Semenjak Ngarso Dalem Sultan Hamengku Buwono X (HB X) mengeluarkan 'Sabda Raja", kontroversi atasnya telah muncul dan tampaknya tidak akan hanya terbatas di DIY saja. Dalam kondisi masyarakat terbuka dan informasi yang bebas seperti di Indonesia saat ini, masalah yang dulu dianggap tabu kini menjadi bebas utk dibicarakan. Termasuk urusa dalam Istana Kesultanan Ngayogyakarta Hadiningrat. Apalagi jika masalah dalam ini ternyata bukan saja berdimensi kultural dan adat Keraton, tetapi juga berdimensi politik praktis, terutam masalah suksesi kepemimpinan politik yaitu Gubernur DIY.

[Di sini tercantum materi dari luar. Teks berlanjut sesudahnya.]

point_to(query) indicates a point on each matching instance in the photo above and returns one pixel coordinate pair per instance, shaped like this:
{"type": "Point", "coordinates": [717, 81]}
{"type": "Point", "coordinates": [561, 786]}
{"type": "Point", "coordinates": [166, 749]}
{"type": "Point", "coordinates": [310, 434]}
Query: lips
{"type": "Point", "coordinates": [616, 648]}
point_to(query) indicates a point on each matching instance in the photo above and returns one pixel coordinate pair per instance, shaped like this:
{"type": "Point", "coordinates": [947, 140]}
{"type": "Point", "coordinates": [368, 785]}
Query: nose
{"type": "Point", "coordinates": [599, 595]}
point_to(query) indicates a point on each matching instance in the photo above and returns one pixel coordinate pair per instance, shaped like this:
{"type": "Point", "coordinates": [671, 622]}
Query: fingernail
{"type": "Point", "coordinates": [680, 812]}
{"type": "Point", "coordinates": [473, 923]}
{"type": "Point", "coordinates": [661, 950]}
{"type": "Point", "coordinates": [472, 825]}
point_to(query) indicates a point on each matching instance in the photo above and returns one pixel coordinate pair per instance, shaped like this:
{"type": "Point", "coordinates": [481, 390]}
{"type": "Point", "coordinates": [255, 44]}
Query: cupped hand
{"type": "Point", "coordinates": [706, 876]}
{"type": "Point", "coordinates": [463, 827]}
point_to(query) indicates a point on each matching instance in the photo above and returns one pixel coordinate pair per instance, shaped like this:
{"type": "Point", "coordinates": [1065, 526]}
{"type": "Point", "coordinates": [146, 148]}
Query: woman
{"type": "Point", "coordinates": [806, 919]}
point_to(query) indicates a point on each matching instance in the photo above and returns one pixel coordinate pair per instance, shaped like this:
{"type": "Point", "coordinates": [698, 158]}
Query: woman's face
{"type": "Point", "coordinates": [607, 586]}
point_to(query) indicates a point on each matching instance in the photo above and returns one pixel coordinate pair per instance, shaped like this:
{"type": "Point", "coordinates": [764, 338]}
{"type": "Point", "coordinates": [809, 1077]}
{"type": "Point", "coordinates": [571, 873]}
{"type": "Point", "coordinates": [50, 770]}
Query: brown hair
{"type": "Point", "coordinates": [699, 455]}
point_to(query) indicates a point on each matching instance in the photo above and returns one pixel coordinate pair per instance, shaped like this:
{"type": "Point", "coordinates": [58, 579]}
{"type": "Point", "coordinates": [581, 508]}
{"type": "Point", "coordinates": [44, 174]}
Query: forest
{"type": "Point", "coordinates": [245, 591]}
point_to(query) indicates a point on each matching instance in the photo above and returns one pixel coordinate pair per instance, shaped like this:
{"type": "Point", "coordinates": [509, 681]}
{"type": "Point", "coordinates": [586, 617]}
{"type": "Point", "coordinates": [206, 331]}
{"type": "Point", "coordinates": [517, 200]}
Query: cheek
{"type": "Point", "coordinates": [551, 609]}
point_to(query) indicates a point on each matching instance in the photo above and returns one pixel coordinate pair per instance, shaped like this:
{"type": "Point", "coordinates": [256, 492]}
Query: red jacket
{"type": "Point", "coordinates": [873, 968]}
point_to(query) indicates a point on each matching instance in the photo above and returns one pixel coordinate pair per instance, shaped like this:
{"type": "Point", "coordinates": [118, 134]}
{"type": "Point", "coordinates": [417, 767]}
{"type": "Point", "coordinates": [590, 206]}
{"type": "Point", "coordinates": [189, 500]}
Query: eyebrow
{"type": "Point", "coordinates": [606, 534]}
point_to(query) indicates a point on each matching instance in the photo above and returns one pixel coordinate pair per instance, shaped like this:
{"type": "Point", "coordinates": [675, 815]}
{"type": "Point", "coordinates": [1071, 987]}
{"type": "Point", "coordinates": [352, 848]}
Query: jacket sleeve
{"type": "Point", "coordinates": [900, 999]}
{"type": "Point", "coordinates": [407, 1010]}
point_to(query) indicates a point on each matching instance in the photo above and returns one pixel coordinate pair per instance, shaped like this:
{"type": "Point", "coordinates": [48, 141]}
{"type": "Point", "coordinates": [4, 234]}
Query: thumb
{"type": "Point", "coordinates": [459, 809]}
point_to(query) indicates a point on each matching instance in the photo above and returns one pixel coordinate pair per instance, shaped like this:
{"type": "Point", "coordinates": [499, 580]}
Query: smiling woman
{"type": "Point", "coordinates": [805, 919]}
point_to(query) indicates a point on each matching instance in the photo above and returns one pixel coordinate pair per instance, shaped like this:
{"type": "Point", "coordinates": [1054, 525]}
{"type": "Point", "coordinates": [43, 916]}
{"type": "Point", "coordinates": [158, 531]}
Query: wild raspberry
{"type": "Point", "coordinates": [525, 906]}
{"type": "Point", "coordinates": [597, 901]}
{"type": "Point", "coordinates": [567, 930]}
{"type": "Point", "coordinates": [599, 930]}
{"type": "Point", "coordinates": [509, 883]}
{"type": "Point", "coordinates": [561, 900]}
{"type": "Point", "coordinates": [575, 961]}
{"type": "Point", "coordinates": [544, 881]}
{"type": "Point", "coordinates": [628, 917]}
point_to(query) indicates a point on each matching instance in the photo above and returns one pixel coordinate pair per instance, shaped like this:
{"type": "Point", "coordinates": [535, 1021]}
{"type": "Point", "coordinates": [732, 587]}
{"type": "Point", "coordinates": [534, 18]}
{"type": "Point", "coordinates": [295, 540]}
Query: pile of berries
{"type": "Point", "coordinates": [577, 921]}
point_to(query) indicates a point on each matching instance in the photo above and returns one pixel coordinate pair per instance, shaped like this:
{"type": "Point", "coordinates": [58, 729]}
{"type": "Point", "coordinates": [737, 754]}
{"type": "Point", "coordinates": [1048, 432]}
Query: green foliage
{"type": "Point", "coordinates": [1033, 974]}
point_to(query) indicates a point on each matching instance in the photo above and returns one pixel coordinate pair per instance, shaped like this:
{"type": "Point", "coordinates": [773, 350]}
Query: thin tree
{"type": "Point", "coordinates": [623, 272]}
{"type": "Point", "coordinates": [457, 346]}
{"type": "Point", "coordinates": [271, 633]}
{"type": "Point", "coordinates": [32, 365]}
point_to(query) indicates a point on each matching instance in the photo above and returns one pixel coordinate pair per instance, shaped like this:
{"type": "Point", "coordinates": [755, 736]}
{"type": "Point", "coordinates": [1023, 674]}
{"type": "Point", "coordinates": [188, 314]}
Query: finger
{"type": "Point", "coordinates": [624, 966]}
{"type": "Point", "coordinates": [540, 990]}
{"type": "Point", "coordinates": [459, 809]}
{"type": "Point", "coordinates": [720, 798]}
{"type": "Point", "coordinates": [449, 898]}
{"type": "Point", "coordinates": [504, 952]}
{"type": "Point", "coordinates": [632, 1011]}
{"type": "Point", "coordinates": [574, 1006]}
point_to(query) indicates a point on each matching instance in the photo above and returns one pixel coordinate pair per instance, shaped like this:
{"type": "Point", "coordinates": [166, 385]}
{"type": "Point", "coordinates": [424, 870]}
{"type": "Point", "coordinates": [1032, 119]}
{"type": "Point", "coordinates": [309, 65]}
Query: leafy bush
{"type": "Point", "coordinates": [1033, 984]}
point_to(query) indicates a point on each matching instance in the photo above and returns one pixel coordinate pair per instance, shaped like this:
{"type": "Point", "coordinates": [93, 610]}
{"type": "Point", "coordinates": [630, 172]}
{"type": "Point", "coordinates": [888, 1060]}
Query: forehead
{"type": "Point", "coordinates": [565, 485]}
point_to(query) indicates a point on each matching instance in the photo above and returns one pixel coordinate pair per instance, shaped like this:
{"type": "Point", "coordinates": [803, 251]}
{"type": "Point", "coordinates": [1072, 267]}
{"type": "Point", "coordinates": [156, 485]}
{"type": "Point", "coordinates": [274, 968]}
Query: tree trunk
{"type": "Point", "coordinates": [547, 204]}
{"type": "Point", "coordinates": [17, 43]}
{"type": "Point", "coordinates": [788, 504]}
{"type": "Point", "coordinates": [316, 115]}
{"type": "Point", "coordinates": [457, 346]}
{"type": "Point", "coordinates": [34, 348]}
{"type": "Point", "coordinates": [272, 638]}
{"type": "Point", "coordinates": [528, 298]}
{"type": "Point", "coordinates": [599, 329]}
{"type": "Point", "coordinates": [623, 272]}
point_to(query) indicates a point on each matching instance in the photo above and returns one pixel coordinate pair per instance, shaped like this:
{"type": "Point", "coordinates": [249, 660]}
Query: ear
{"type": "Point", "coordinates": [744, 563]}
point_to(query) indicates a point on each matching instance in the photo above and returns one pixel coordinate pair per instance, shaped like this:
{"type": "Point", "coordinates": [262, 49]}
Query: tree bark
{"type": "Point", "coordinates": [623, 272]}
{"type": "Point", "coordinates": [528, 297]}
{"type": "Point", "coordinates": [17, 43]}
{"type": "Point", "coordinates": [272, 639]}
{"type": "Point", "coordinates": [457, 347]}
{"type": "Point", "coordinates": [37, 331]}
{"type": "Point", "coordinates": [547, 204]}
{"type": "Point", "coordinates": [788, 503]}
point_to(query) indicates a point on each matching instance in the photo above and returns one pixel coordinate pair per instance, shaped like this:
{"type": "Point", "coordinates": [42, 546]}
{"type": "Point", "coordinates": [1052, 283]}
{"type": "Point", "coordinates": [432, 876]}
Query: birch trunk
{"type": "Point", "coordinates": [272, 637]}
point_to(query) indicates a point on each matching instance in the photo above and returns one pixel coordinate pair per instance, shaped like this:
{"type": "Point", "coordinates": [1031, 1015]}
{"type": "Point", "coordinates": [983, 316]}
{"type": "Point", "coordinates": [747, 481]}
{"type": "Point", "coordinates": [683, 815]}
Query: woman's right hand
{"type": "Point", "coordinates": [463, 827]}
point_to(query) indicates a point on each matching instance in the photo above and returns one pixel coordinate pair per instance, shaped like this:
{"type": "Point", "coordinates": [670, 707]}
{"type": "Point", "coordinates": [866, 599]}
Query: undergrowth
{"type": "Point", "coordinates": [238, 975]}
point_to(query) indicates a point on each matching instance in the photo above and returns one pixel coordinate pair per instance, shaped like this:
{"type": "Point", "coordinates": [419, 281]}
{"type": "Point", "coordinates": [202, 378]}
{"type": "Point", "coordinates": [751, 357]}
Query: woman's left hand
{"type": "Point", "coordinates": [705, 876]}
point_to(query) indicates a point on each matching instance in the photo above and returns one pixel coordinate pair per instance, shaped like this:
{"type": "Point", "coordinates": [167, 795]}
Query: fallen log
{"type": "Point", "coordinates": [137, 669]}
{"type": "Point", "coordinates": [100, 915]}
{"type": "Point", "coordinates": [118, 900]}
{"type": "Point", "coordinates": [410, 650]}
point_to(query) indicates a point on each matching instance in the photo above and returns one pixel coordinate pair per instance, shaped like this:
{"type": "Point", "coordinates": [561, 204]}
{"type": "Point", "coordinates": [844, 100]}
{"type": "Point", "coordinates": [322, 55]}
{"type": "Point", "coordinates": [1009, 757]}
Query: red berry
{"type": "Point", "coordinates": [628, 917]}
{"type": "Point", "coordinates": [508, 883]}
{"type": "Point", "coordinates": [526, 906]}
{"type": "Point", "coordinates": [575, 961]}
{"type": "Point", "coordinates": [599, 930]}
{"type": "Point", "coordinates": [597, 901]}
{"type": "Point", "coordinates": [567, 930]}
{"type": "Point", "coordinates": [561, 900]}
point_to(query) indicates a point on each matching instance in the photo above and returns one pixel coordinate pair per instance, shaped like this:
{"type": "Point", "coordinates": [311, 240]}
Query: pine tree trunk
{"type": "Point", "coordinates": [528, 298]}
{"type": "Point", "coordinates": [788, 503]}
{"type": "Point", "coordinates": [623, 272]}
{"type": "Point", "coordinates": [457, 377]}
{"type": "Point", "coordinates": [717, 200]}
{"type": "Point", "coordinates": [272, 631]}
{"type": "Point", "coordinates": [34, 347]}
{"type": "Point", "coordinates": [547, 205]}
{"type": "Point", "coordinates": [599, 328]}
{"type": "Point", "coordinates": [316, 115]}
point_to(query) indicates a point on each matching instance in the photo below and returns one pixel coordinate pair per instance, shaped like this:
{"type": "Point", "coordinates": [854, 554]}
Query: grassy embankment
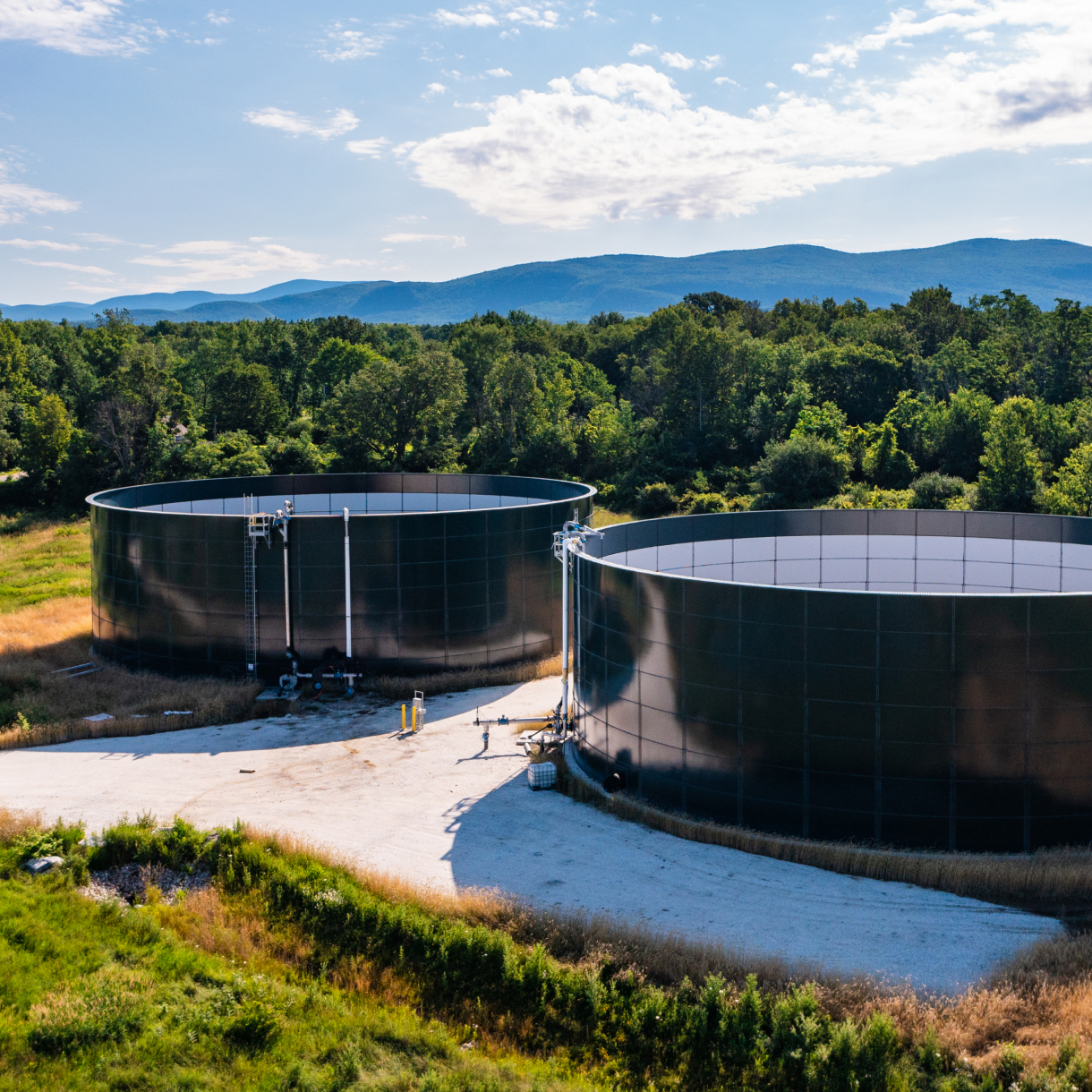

HB X konon telah mengeluarkan Sabda Raja yg isinya cukup mengagetkan bayak pihak: bukan saja para sentono dalem dan abdi dalem, tetapi juga tokoh masyarakat sipil dan pejabat negara. Bukan saja di Yogya tetapi juga di Jakarta. Dan media pun kini kian meramaikan setelah sebagian dari kalangan Istana dan tokoh-2 itu bersikap negatif thd Sabda Raja tsb. HB X tampaknya sudah siap dg reaksi negatif tsb dan mengatakan dirinya akan menghadapi semua dan pada saatnya. Dua hal yg mencuat dalam kasus ini: 1) Status puteri pertama beliau sebagai Puteri Mahkota; dan 2) Melepas gelar "Khalifatullah" dan mengganti ama Buwono menjadi Bawono. Yg pertama bisa berimplikasi perubahan revolusioner dalam tataran kultural dan tradisi keraton yang patriarkal, serta suksesi posisi Gubernur DIY menurut perundangan yg berlaku. Yang kedua berimplikasi legitimasi moral dan budaya dari masyarakat Yogya thd Keraton dan lembaga kesultanan.
Pro kontra semacam ini pada akhirnya tentu akan menyeret peran Pemerintah pusat, kendati Wapres JK mengatakan Pemerintah menghormati keputusan Keraton. Namun pada saat yg sama Kemendagri sudah menyatakan hanya pria yang bisa jadi Gubernur DIY menurut UU. Selain itu jika pandanga tokoh-2 Islam di DIY cenderung negatif thd Sabda Raja tsbg, dilihat dari kacamata tradisi dan legitimasi moral, maka tentu akan menyeret kalangan masyarakat sipil yg luas.(http://nusantara.rmol.co/read/2015/05/07/201724/Sri-Sultan-Tak-Diakui-Sebagai-Ngarso-Dalem-dan-Gubernur-Yogya-).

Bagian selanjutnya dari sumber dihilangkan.